You can often see people refusing to wear a mask in the United States. A common rationale for this behavior is “freedom of speech.” Some Americans say masks cannot be forced on them and that the act of not wearing a face mask should be recognized as part of the freedom of speech. The First Amendment to the U.S. Constitution acknowledges “comprehensive freedom of speech.”

While it is not widely known, 13 states, including New York and California, and Washington, D.C., have an “anti-mask law.” The law was enacted in the mid-19th century. As discord between landlords and tenants intensified in New York, some tenants wore masks and attacked landlords. In the aftermath, the anti-mask law was enacted to prevent people from concealing their identities. With some variations, states with the anti-mask laws ban wearing a mask in public places.

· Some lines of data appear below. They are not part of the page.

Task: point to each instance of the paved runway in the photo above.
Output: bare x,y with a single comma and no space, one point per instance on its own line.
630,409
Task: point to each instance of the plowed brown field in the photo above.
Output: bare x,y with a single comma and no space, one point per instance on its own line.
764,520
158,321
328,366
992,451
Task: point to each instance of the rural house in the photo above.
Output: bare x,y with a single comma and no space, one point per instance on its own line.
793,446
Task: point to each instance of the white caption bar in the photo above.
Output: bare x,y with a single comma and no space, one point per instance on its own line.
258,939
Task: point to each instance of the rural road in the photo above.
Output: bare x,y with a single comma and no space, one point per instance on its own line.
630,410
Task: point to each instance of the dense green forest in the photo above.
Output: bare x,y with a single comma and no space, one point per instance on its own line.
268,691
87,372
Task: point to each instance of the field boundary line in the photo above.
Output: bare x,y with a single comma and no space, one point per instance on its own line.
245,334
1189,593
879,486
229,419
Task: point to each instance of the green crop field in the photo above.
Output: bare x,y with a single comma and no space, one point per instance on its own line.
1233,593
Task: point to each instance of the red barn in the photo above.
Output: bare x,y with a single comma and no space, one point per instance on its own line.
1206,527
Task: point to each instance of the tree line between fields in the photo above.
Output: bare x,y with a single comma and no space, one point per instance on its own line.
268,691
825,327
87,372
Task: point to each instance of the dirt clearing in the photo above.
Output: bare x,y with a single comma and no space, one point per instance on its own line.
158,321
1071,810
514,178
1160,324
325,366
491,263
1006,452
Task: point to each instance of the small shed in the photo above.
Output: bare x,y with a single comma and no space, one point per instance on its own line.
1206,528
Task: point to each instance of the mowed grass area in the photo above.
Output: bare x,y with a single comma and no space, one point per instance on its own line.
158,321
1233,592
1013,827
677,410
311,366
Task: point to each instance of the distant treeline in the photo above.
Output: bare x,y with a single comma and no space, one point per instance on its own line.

As a result, some people mistakenly think that being forced to wear a face mask limits personal freedom. With the anti-mask law more than 100 years old, some Americans are averse to covering their faces. According to the Institute for Health Metrics and Evaluation at the University of Washington, only about 55 percent of Americans wear masks, significantly lower than over 90 percent in East Asian countries.

It is true that the freedom of speech is important. However, former Supreme Court Justice Oliver Wendell Holmes, who is known as one of the greatest legal philosophers in the United States, already stipulated some conditions to limit freedom of speech in the 1919 case of Schenck v. United States. He advocated that under a “clear and present danger,” First Amendment freedoms of speech, press or assembly could be restricted. Do some Americans need an explanation on why Covid-19 is a “clear and present danger” when 170,000 people have already died from it?